Pasando a los niños de 3 a 6 años, es decir, las edades de jardín de infancia, una vez más nos encontramos con grandes diferencias nacionales. En esto Dinamarca sigue siendo un líder mundial con 6 niños por pedagogo. La proporción de España, en cambio, es muy problemática, con 25 niños por pedagogo. Los expertos sugieren que una proporción de alrededor de 8 a 10 niños por pedagogo sería óptima. Y cualquier cosa más allá de 15 niños por pedagogo es sencillamente inútil.
–Hemos hablado de la cantidad de niños por pedagogo, pero ¿qué pasa con la calidad?
El segundo atributo clave de la calidad es el nivel de formación pedagógica del personal.
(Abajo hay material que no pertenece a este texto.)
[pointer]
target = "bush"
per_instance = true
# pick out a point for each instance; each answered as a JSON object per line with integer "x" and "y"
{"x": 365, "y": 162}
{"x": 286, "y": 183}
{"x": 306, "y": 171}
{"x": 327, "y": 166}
La variación internacional es de nuevo bastante sustancial, con Irlanda representando un extremo (sin requisitos de formación pedagógica en absoluto) a los países nórdicos o Francia, donde el criterio es un mínimo de formación pedagógica de nivel universitario.
–En Chile este tema no ha tenido la importancia que merece. De hecho, en la última década la prioridad política ha estado en la educación universitaria. ¿Por qué deberíamos invertir con tanta fuerza en políticas de infancia?
Como señalé, una política preescolar de alta calidad que sea universal a todos los efectos prácticos absorberá fácilmente entre el 1,5 y el 2 por ciento del PIB, dependiendo principalmente de la proporción pedagogo/niño. Esto implica, en cualquier caso, una enorme carga de gasto público. Pero como insistí anteriormente, debemos definir los programas de educación preescolar como políticas de inversión pública, a la par con la construcción de aeropuertos o universidades. Estas son realmente inversiones en un doble sentido: facilitan el empleo de las madres, lo que genera más ingresos fiscales para los gobiernos, y mejoran la reserva de capital humano de la nación. De hecho, asegurar un comienzo sólido, como sostiene la OCDE, significa también mucha menos necesidad de programas de aprendizaje correctivo en edades posteriores. Y esto implica un ahorro de gastos. Así, más adelante, una fuerza laboral con fuertes habilidades cognitivas será más productiva y, por lo tanto, mejorará el desempeño económico.
–Al parecer, este es un tema que te preocupa especialmente…
Durante los muchos años en que participé activamente en el aspecto de la formulación de políticas (participé en dos presidencias de la Unión Europea y durante varios años fui miembro del grupo asesor de política social del presidente de la Comisión Europea José Manuel Durão Barroso), insistí repetidamente a los responsables de la formulación de políticas para que redefinieran las cuentas del Estado de bienestar a fin de distinguir entre las cuentas de gasto social estándar (por ejemplo, asistencia social) y las cuentas de inversión social (por ejemplo, programas preescolares). Tengo la esperanza de que un día no muy lejano esto se convierta en la norma.